While not all the transactions to come out of Ukio Bankas were suspicious, there are links tying almost almost 200 million US dollars to well-known crimes in Russia, including a fuel price scam at Moscow’s Sheremetyevo airport in 2012 and a tax rebate scam which ended with the death of a Russian whistle-blower, Sergei Magnitsky, in 2009.
In addition, some of the ill-gotten money was subsequently spent on a variety of goods and services in Europe, which include a donation to the British royal family, purchase of real estate in the UK and Spain, luxury yachts, art, payments for medical services and private school fees, and purchases of jets and luxury cars.

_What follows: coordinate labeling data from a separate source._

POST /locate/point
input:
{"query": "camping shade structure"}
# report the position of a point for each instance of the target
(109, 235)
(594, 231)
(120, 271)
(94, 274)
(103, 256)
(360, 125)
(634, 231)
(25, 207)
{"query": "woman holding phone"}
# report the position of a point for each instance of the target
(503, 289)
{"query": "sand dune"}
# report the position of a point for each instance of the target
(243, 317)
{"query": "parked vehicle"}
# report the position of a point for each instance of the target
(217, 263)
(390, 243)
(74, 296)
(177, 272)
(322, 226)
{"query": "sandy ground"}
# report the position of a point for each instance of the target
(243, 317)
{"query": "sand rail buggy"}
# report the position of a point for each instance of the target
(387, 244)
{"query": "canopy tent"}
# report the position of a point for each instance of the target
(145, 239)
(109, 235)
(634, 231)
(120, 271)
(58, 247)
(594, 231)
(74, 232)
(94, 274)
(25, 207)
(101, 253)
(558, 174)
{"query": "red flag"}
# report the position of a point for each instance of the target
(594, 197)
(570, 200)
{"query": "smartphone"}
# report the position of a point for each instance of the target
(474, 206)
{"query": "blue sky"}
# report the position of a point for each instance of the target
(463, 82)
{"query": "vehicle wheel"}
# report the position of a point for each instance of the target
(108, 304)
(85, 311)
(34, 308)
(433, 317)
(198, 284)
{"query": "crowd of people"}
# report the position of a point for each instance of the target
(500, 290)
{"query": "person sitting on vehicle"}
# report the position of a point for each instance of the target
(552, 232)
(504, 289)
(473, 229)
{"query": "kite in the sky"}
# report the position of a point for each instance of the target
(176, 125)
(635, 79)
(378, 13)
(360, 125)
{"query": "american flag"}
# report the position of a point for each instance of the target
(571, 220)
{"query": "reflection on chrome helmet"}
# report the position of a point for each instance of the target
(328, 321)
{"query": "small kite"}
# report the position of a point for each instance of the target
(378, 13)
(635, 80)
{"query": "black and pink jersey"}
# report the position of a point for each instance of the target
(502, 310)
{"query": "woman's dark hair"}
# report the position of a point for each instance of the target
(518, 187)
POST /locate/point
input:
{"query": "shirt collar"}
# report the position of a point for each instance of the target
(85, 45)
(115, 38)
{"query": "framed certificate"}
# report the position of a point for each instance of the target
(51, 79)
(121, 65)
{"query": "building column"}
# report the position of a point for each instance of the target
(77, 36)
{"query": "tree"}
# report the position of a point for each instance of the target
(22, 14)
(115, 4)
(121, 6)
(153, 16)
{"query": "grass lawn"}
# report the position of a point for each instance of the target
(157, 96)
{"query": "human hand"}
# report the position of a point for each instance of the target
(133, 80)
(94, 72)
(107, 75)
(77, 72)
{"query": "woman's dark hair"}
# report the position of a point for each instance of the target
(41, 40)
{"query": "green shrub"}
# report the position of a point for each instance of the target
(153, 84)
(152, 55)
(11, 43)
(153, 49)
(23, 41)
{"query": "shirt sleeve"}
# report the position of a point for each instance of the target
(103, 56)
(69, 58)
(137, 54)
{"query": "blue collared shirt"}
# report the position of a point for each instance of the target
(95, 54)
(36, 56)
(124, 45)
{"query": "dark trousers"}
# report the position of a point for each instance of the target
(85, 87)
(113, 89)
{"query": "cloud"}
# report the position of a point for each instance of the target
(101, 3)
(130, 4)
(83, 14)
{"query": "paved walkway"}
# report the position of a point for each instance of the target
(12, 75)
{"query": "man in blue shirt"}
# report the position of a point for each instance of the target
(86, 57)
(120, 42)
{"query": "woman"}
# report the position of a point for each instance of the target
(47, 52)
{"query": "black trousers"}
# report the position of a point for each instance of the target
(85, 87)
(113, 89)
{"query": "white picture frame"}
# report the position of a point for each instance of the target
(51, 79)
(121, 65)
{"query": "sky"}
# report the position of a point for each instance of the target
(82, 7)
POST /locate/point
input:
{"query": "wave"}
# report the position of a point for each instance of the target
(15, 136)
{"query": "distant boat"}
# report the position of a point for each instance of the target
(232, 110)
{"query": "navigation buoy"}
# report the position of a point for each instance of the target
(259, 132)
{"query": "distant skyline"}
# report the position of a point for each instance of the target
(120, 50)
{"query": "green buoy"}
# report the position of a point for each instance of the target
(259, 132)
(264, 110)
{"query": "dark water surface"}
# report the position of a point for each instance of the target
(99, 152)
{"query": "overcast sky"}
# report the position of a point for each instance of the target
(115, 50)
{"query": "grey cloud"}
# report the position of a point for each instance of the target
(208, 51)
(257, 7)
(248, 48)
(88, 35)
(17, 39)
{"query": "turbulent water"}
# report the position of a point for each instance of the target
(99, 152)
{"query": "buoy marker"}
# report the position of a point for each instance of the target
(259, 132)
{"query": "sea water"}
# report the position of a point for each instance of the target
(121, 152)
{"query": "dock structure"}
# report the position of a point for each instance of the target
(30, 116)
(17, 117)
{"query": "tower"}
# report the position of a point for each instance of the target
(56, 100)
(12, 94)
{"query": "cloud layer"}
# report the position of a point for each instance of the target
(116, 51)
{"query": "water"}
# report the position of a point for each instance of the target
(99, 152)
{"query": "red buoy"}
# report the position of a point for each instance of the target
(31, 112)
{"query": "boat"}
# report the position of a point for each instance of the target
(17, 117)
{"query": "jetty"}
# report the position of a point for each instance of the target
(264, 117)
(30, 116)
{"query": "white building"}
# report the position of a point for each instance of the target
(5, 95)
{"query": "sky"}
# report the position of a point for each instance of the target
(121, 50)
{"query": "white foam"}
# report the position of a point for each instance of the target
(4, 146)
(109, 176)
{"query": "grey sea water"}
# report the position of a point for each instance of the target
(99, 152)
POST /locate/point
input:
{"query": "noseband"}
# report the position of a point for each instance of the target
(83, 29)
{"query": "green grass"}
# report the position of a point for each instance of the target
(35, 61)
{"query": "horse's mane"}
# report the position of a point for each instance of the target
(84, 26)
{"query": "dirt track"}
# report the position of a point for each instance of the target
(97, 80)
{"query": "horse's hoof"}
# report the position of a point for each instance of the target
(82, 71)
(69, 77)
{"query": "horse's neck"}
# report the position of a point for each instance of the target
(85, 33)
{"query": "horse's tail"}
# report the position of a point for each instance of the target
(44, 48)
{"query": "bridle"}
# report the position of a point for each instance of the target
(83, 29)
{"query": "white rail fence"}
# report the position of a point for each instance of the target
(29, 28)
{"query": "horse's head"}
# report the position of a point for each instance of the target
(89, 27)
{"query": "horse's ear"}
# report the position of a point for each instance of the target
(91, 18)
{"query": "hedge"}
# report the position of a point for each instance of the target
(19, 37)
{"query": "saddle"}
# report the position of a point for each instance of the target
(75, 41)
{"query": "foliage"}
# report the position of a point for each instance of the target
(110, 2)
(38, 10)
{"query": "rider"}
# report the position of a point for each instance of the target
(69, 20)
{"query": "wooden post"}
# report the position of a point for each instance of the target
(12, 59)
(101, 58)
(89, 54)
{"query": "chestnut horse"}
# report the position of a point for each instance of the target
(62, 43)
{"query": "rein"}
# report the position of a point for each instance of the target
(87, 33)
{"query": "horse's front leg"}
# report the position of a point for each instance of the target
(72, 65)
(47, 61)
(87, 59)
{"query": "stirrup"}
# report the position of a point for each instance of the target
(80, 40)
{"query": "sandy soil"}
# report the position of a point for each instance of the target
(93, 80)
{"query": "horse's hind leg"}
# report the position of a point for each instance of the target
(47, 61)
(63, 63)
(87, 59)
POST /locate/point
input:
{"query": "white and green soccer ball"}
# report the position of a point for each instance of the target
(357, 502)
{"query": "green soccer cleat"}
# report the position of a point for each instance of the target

According to the leaked reports, money from the network was sent to the Prince’s Charities Foundation. Between 2009 and 2011, Prince Charles’ Prince’s Charities Foundation received three payments, adding up to 202,000 US dollars via Ukio Bankas. The leaked bank data show the last of the payments went to an account held by the Prince’s Charities Foundation. In addition Mr Vardanyan has enjoyed an ongoing charitable and business relationship with the Prince of Wales over the years and in 2010 attended an event celebrating Armenia and its culture at Windsor Castle where the Prince spoke about Dumfries House and his plans to restore it.
The OCCRP investigation reveals the glaring shortcomings in anti-money laundering systems in Europe, and make the case for an EU-wide anti-money laundering supervisory authority, Transparency International announced in a statement.
“The European banking system should be a firewall that stops corrupt money from Russia and elsewhere being siphoned out of these countries’ economies. Instead, we see time and again how easy it is to launder and hide the proceeds of corruption, tax evasion or other criminal activities in Europe. All that is needed is an anonymous offshore company and one or more unscrupulous banks willing to turn a blind eye. Without more effective supervision of banks, we will see more scandals like this undermining the entire EU banking system,” said Patricia Moreira, managing director of Transparency International.